Saicho-AT-aol.com wrote:
> 
> Dennis' most recent post says:
> 
> "Of course inventing is precisely what I am not doing.  An invention is the
> coming to
> be of something that was not there previously.  Discovery, which I am engaged
> in, is
> making manifest a reality that was previously obscure."
> 
> What I am now observing in Dennis Polis is a clearly fundamentalist position
> vis a vis logic and rationality (not to mention reality).  He claims that he
> is not inventing but discovering a "reality that was previously obscure."  I
> must ask this very old question in this regard: Was logic discovered?
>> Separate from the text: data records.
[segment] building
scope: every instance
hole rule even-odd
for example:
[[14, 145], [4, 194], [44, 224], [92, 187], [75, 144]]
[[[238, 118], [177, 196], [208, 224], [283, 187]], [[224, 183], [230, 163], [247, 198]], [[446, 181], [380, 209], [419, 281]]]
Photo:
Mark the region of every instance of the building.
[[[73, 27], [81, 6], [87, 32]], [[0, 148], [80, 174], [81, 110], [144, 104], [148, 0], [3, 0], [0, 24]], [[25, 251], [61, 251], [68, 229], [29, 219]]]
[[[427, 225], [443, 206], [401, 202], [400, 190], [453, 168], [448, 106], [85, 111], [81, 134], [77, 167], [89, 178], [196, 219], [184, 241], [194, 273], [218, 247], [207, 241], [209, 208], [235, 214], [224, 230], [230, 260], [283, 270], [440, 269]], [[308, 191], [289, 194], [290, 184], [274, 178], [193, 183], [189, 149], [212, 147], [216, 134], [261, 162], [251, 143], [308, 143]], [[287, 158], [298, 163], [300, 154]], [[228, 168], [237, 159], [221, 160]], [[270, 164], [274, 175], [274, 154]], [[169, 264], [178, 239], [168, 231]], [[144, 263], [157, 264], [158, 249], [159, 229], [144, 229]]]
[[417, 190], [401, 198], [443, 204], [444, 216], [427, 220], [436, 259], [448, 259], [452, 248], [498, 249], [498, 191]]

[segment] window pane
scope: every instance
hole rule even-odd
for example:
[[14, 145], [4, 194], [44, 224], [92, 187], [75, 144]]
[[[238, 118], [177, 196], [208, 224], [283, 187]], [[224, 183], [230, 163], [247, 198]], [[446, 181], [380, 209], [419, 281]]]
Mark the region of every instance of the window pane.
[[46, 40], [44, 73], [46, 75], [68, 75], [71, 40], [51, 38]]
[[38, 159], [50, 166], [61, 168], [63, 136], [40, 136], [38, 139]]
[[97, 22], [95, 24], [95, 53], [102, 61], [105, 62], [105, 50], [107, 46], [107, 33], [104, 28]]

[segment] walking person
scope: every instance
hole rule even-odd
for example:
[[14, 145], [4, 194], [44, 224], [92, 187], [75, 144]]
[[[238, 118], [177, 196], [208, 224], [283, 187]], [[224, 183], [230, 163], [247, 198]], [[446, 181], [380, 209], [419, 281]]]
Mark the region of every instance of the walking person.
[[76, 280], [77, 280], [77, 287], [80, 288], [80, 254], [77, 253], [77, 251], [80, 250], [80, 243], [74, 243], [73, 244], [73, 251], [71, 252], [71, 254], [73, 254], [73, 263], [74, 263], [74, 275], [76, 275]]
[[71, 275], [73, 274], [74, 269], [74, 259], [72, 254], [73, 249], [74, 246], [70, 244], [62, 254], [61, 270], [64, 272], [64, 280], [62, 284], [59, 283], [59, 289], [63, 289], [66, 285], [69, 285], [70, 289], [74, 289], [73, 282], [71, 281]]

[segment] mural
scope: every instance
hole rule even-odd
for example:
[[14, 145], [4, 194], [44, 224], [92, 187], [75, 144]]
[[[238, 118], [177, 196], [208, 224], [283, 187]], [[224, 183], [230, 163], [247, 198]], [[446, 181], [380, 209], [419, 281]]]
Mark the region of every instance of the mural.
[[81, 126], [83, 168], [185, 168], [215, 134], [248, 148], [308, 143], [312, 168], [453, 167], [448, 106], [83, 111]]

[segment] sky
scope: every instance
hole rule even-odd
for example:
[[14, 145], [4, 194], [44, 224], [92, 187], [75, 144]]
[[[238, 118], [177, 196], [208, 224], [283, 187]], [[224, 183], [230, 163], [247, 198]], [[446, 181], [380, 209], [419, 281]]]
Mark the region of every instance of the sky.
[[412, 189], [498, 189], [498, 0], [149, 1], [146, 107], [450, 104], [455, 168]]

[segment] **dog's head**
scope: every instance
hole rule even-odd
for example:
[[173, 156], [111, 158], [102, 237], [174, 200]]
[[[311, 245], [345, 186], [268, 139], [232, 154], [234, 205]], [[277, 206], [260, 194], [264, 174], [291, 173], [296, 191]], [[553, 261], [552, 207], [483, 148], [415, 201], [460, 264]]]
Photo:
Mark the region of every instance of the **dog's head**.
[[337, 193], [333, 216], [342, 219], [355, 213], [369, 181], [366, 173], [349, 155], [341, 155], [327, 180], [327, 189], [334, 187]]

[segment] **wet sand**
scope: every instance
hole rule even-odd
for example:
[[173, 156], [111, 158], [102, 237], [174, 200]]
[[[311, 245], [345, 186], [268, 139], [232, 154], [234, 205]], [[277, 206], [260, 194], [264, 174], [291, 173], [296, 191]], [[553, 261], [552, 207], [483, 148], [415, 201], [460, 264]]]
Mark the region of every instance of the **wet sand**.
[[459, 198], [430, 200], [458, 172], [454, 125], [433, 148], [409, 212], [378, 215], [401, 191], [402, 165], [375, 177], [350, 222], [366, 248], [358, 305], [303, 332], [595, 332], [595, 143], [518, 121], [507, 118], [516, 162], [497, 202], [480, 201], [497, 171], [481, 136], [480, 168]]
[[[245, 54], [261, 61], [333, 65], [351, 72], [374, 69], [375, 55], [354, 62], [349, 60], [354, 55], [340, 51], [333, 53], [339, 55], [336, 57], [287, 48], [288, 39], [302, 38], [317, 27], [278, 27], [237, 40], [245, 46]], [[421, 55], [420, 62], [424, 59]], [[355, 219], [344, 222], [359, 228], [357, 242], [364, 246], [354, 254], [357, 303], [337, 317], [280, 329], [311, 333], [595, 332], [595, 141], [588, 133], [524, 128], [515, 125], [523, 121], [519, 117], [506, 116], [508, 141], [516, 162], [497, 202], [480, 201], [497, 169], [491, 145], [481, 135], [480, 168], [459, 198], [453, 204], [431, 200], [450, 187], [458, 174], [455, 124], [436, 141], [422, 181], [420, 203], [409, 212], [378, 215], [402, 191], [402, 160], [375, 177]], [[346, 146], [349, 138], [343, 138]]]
Yes, if you mean by logic the express rules that guide correct thinking.  It was 
discovered in reflection on examples of correct and incorrect thinking - the 
method still used.

>  Or,
> more down to earth: Was pi discovered?  Of course I assume that Dennis will
> say yes to both -- certainly to the last question.

You are correct.

> But if logic was
> discovered, who discovered it and when and what were the details of the
> discovery?  

As far as an explicit formulation of its rules - Aristotle, for which see the 
Organon.  As far as in informal understanding of the rules goes, that is lost in 
the mists of time.

> If pi was discovered, ditto?

Sorry, my history of mathematics is not that good.  I would guess a Pythagorean, 
but it was no doubt known approxiamtely and used practically for as long as there 
were circular objects to be clad.

> As I see it pi is a number which is
> useful to do all sorts of things, the most obvious one being to relate
> various parameters of a circle.  But a circle, in turn, which is a continuous
> line, equidistant everywhere from a single point, requires the definition of
> "continuous" and the definition of a point.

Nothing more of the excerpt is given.